Friday, 14 October 2011

Judicial overreach?


The 50-year legal battle for control of the 2.77 acres of Ram Janmabhoomi-Babri Masjid will start from scratch, with the Supreme Court on May 9 faulting and staying the Allahabad high court order dividing the temple-mosque complex among Ram Lalla (the idol of Rama), Hindus and Muslims.
A bench, comprising Justices Aftab Alam and R M Lodha, had heard the petitioners — Sunni Wakf Board, guardian of the idol and Nirmohi Akhara — only briefly when they took strong exception to the HC order to partition the land when no party had asked for it. “The fundamental nature of the decree (partition of land) was not sought by any party. The high court has gone on a very new path. This is something very surprising,” it said.
“This is a case where entirely new dimension is given by the High Court. Therefore, the HC judgment must be stayed. Further proceedings will also be stayed relating to drawing up of the decree by the HC.” Justices Alam and Lodha further said, “How can decree for partition be passed as the HC has done? Something very strange has been done by the HC on its own when no party had sought such a relief.”
The bench stayed the September 30 HC order which gave two-thirds of the site to Hindu claimants while keeping aside the rest for Muslim groups, leaving the field open for parties to start anew the litigation for control of the land where Babri Masjid stood but which has been claimed by Hindu groups as the site for a Ram temple.
    “There will be status quo and operation of the HC order will be stayed. It needs to be corrected at this stage. Such a partition decree could not have been passed. When we stay the operation of the HC judgment, the drawing of the decree gets automatically stayed,” Justices Alam and Lodha said.

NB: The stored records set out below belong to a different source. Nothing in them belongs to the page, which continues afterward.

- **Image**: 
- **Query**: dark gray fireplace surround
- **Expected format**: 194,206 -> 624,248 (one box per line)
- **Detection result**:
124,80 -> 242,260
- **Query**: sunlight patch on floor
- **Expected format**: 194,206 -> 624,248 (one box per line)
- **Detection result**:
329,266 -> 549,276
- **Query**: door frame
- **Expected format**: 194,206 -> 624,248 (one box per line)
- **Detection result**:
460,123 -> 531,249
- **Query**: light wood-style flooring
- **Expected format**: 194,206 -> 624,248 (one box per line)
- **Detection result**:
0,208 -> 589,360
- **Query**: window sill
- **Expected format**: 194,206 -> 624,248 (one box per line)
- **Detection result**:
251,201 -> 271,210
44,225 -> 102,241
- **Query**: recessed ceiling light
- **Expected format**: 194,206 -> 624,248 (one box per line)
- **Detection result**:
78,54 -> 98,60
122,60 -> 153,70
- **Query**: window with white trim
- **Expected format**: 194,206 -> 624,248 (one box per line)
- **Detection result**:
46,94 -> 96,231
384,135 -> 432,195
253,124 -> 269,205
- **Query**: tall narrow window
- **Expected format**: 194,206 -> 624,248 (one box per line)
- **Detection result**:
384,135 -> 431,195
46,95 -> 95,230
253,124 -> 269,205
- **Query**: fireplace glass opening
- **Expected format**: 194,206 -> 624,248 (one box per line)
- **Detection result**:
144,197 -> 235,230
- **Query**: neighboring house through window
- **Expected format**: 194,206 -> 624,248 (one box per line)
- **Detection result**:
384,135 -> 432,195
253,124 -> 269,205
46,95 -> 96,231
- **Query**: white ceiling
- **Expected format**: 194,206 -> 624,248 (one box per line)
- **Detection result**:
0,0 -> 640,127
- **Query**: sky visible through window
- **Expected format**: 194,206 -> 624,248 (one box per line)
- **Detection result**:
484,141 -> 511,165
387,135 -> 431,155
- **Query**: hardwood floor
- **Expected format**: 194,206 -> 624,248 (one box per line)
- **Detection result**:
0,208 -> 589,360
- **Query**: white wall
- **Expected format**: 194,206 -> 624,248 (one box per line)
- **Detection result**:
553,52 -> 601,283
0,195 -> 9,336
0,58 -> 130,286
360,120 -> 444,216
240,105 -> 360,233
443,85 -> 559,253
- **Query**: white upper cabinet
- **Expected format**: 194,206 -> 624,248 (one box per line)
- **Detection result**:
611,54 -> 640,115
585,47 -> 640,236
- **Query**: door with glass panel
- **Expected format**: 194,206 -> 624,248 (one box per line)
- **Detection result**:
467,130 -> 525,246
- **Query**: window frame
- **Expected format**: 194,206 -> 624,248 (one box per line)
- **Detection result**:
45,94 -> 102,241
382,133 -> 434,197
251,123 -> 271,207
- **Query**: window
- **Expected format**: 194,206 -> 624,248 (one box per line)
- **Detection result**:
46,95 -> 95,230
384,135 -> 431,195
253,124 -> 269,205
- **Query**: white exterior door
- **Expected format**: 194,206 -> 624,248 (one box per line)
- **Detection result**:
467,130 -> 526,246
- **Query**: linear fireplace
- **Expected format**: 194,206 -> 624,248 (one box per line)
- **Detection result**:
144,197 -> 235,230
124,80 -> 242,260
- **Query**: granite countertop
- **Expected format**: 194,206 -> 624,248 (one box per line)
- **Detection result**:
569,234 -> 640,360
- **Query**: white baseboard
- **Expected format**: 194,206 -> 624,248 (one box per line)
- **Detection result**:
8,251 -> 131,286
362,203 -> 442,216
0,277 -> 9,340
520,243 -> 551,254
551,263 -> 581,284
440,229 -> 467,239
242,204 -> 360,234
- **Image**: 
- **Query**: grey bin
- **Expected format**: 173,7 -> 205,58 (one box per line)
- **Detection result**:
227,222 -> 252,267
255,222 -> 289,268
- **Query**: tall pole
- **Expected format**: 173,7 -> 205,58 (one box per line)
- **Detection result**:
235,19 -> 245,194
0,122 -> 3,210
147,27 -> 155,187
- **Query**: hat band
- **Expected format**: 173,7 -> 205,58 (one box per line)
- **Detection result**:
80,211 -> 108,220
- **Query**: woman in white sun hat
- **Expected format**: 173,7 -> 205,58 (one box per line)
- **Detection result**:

This was a vexed dispute which altered the political landscape in the 1990s, propelling the BJP to power and vitiating the Hindu- Muslim equations across vast swathes. In so many words the Apex court has held that the judgement of the Allahabad High Court was a ‘judicial overreach’ – that is, it had gone beyond legal and constitutional limitations within which the court had to sit on judgement. It was only because the litigants went on appeal that the overreach of a High Court was set at naught, lest it would have come into force gravely doing injustice to a section of people. Perhaps in the said case some good intention – other than legal or constitutional requirement - might have weighed in the judgement.
It will not be out of context here to point out that the proceedings in the hearings of certain cases do give an impression of judicial overreach. The judges do have the right, perhaps duty, to elicit legal and constitutional viewpoints from the counsels for litigants, by putting questions or making oral observations during the hearings of any case.  But certain oral observations and questions posed by judges in some cases do not necessarily seem to impart or elicit legal and constitutional points, whatsoever the intention or moral value behind such observations. When the media is overenthusiastic in reporting proceedings of such cases, they are blown out of proportion that leaves a different or partisan impression among the people or persons/ institutions involved in the case. Ultimately the judgements might not be prejudiced and different from the impressions created in the interregnum but the damage caused to the person/ institution by perverse media blitzkrieg cannot be compensated.
Hopefully, the judiciary on its own evolve mechanism to avert judicial overreach at all levels!